This guide introduces the standard reporting structure used throughout Forecast, explaining the core financial metrics, the different data "snapshots" to compare the project’s trajectory and how calculations are made and best used.
This article covers:
- The 5 Financial Pillars
- Snapshots: The "Data Timeline" of Your Project
- Configuration: Tailoring Calculations to Your Ways of Working
- Key Takeaways
The 5 Financial Pillars
Every financial report in Forecast—whether it’s a portfolio view or a single project deep-dive—is built on five standardized metrics.
Revenue
The amount of money you expect to earn or have earned from the client.
- Revenue depends on the project budget type:
- For Time & Materials projects, Time & Materials Retainers and Fixed Hours Retainers: Revenue is calculated simply as Billable Hours × Role Rate + Price of Expenses
- For Fixed Price projects: The Total Revenue is locked to the fixed price amount, plus the price of expenses.
- Fixed Price Retainers: Revenue is tied to the total price of all retainer periods
- Manual Revenue Recognition and Revenue Locking give finance teams the ability to keep books balanced on a month-by-month basis.
- You can read more in-detail about Revenue reporting in Financial Categories: Revenue Calculations.
Cost
The internal expense incurred by your company to deliver the work.
- Formula: Hours × Internal Hourly Cost of the resource + Cost of Expenses
- If a specific user is not assigned, cost can be based on company or project team averages per role, or a flat hourly cost.
- The desired option is set in Project Settings > Financials.
Profit
The net financial gain.
- Formula: Profit = Revenue - Cost
Margin
The percentage of revenue left after subtracting costs.
- Formula: Margin = Profit / Revenue x 100
Value of Service
The "theoretical" value of all work performed, regardless of whether it is billable or billed. This field answers the question: "What would this work be worth if we billed for everything at our standard rate?"
- Total Value of Service: Reflects the value of all time and expenses (Billable + Non-Billable).
- Billable Value of Service reflects the value of time and expenses marked as Billable
- Non-Billable Value of Service reflects the value of time and expenses marked as Non-Billable
- Formula: Hours (Billable or Non-Billable) × Role Rate + Expenses
On Fixed Price projects, the Value of Service can be compared to Revenue (from the Fixed Price) to determine if the project has “overserviced” or not, and therefore if the pricing model was a good choice. Comparing Revenue with the Value of Service will also reveal any “offset” introduced by Manual Revenue Recognition or Revenue Locking.

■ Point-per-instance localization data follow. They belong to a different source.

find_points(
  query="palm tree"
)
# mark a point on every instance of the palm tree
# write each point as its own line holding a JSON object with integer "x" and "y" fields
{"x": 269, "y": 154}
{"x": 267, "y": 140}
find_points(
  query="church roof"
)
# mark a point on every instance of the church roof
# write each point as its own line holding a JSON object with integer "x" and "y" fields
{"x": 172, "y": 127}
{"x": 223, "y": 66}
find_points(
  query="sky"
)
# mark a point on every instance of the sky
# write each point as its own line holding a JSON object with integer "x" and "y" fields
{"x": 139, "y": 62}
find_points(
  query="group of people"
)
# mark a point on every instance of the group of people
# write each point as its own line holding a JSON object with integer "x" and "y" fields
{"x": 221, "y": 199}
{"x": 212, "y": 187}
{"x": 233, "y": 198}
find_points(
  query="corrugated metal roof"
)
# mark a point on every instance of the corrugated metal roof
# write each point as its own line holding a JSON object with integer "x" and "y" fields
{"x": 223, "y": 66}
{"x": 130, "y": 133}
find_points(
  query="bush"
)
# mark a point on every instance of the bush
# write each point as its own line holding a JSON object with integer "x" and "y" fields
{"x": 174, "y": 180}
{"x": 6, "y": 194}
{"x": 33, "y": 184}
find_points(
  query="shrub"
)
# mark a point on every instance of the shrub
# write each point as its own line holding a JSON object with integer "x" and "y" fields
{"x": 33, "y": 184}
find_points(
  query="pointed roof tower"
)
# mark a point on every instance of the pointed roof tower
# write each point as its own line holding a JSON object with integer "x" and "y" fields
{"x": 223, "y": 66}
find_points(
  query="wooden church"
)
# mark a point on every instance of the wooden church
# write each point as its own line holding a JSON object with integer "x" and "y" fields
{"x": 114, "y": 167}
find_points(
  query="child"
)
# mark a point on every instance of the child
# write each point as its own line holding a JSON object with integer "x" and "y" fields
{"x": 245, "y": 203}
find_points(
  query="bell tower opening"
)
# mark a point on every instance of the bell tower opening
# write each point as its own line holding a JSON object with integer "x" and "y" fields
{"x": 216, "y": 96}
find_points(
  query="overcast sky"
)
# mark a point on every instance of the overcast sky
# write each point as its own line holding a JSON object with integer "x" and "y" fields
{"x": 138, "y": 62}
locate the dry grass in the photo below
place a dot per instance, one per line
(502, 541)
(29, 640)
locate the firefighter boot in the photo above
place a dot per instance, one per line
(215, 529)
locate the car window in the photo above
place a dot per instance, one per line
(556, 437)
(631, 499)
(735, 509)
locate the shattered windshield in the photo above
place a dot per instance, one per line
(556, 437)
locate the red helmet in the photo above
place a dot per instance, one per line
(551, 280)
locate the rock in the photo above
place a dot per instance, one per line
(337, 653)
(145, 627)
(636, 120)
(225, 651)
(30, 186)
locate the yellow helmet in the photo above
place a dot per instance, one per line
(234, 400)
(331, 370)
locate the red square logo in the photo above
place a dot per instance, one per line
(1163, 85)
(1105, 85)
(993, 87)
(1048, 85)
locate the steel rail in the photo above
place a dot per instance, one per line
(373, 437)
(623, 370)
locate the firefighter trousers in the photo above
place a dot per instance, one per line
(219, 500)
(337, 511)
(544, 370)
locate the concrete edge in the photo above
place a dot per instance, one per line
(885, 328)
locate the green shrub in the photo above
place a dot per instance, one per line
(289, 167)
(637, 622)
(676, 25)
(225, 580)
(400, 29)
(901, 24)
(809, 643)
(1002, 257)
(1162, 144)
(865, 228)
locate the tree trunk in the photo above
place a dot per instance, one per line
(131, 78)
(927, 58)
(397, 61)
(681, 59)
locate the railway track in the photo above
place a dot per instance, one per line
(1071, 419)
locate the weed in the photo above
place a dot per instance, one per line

Snapshots: The "Data Timeline" of Your Project
We all know that the shape of a project can change from the proposal to the live project to a delivered product. Forecast provides snapshots of data to compare your original plan against reality, and where you are against where you’re expected to land.
Configuration: Tailoring Calculations to Your Ways of Working
Not every project follows the same model. With Agile projects it is often impossible to fully scope work in advance. Staff augmentation services do not require task scoping or time registrations if a team and a timeline is set. While the default for calculations is task estimates and time registrations, it is possible to instead use resource allocations as the basis for Estimated, Actual or Remaining Work fields.
This is set in Project Settings > Financials.
Key Takeaways
- Rates drive Revenue; Internal Costs drive Cost. Revenue is external (Rate Cards); Cost is internal (Resource Cost).
- Baselines represent your initial budget. Compare against it to track if you are drifting off course.
- Value of Service (VoS) tells the full story. Use VoS to understand the financial weight of non-billable work.
- Projected Total is your compass for the project. Check Projected Total to see if your project will finish profitable, or in line with the Baseline.